Rifkind was drawn to the intensity and rebellious spirit of the German Expressionists, he told the Times in 2001. “I love to be stimulated,” he said, referring to what it was like to live with such angsty artworks in his home. Ernst Ludwig Kirchner, Max Oppenheimer, George Grosz, Oskar Kokoschka, Erich Heckel, Emil Nolde and Max Beckmann are all represented in Rifkind’s collection.
Soon, Rifkind convinced Reed to close his shop and work for him full time, helping to build his nascent collection, Barron said. Rifkind had been collecting prints by early modern artists such as Matisse, Picasso and Chagall; the German Expressionists were less popular at the time in the mid-’70s — and more affordable — and the works spoke deeply to him.
“He went at it with enormous gusto,” Barron said, adding that he not only acquired large numbers of works on paper from galleries, auctions and private sellers, but the literature that went with it. “That was unusual for a private individual to do; usually it’s an institution,” she said. “This was kind of old fashioned collecting, in terms of really digging deep into something that wasn’t that popular at the time — it was scholarly.”
“Bob Rifkind was fervently drawn to the Expressionists’ engagement with the social and inner turmoil in which they found themselves,” added Timothy O. Benson, the Rifkind Center’s curator. “World War I and Freud were, for him, the touchstones.”

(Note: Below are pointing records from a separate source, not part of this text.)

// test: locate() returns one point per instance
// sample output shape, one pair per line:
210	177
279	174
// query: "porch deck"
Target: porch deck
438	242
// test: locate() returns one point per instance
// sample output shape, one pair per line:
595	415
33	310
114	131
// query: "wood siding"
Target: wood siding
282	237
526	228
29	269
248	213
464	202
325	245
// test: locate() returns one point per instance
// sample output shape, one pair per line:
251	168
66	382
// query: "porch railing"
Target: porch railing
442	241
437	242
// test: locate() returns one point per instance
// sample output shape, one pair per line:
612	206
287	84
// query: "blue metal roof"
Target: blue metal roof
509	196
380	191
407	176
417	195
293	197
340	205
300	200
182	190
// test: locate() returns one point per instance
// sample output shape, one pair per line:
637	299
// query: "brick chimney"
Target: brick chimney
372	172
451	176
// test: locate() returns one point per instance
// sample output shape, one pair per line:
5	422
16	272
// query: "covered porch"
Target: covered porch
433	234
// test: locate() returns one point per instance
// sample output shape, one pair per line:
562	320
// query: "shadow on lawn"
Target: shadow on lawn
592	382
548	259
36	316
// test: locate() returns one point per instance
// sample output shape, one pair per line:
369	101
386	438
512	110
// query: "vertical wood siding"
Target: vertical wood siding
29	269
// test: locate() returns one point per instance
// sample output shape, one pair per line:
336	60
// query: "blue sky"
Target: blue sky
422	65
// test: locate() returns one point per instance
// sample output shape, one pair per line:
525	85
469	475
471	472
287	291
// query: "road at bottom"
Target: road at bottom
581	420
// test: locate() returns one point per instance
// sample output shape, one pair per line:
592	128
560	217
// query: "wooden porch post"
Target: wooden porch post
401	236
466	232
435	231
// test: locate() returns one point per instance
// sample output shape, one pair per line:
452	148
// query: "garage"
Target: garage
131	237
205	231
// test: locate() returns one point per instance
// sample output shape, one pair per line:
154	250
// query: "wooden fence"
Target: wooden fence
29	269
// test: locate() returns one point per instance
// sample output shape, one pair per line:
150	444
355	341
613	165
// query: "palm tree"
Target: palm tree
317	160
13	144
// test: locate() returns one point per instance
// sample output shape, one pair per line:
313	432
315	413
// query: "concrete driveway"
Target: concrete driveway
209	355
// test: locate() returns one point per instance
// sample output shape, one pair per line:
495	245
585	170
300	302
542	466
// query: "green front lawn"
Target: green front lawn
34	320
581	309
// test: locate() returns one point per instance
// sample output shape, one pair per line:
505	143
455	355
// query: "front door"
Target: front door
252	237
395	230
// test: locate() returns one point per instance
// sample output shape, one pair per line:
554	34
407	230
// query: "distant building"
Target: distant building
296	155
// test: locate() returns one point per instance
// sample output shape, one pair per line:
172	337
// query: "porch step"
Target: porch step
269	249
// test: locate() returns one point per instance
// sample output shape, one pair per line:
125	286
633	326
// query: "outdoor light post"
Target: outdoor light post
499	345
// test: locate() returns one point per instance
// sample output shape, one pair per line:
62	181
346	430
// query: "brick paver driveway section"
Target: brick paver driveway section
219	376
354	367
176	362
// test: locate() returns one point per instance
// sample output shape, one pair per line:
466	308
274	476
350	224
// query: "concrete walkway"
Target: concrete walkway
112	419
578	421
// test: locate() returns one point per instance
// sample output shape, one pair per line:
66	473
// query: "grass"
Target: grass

Groundbreaking on LACMA’s new, Peter Zumthor-designed building, which will be 10% smaller, is planned for early 2020, at which point the Rifkind Center will move to its new home across Wilshire Boulevard, where the museum has office space and where it will remain for the foreseeable future. The Robert Gore Rifkind Foundation continues to fund programs and acquisitions at the center.
“Law and art are very compatible sisters,” Rifkind told the Wall Street Journal in 1983. “But law alone has never been creative enough for me.”
Rifkind is survived by Barron, his two sons and his brother.